A instalação da CPI da Pandemia pelo Senado nesta terça-feira (27/04) marca o início de uma nova fase no conflituoso combate à covid-19 no Brasil. Os senadores que integram o colegiado terão poderes para investigar ações e omissões do governo federal no enfrentamento da doença, que já deixou 391 mil mortos no país.

A CPI desperta preocupação no presidente Jair Bolsonaro e em seu entorno. A maioria dos 11 membros do colegiado é considerada independente ou de oposição ao governo, e esses senadores terão poder para convocar pessoas para depor, ouvir testemunhas, requisitar documentos e quebrar sigilos.

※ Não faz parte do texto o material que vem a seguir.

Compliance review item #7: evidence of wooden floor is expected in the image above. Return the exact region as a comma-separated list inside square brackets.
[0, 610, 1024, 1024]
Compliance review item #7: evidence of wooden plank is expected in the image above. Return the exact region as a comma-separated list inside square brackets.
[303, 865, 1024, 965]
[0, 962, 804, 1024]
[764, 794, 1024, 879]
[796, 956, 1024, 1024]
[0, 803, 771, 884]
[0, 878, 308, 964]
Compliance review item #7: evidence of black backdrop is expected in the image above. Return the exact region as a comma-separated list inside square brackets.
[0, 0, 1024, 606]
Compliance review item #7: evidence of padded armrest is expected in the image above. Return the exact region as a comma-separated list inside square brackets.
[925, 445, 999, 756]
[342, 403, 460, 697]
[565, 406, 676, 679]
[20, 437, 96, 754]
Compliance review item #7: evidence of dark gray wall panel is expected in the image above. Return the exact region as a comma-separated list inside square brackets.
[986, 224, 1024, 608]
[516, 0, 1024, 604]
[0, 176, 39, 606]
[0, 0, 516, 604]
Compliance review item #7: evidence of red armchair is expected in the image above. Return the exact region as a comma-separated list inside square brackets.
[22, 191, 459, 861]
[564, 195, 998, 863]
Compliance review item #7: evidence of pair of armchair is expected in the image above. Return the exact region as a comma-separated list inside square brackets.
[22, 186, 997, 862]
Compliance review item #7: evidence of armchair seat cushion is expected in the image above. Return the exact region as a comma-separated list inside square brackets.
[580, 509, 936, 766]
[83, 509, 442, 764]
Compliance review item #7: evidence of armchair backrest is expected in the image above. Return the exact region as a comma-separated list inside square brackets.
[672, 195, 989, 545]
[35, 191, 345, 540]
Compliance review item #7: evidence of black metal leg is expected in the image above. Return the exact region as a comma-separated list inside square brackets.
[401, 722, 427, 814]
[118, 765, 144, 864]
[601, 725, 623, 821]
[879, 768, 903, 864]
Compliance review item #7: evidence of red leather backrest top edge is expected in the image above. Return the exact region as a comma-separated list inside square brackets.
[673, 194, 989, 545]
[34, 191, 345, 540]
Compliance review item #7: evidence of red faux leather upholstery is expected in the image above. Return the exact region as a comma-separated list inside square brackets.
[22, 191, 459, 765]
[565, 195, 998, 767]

O trabalho da CPI deve levar à revelação de novas provas sobre a atuação do governo federal na pandemia, em temas como demora na compra de vacinas, falta de oxigênio hospitalar em Manaus e de medicamentos para fazer a intubação de pacientes e produção e incentivo ao uso de drogas não recomendadas para tratar a doença.

A comissão não pode denunciar alguém criminalmente, mas a divulgação de novos documentos e a fiscalização do governo pelo Congresso tem potencial para aumentar a rejeição a Bolsonaro e estimular mobilizações contra o presidente, segundo cientistas políticas ouvidas pela DW Brasil.

Como funcionará

A comissão será presidida pelo senador Omar Aziz (PSD-AM), considerado independente em relação ao governo. Ele será responsável por conduzir os trabalhos e pautar os requerimentos para convocar pessoas ou quebrar sigilos, por exemplo.

Na sua ausência, Aziz será substituído pelo vice-presidente, Randolfe Rodrigues (Rede-AP), opositor ferrenho de Bolsonaro e quem propôs inicialmente a criação da CPI.

O senador Renan Calheiros (MDB-AL), que tem adotado postura crítica a Bolsonaro, será o relator. Caberá a ele resumir os principais achados da CPI no seu relatório final e elaborar uma conclusão e recomendações.

Na segunda-feira (26/04), um juiz da primeira instância da Justiça de Federal do Distrito Federal concedeu uma liminar para proibir Renan de assumir a relatoria, mas o Senado decidiu ignorar a decisão por entender que ela não tinha base jurídica.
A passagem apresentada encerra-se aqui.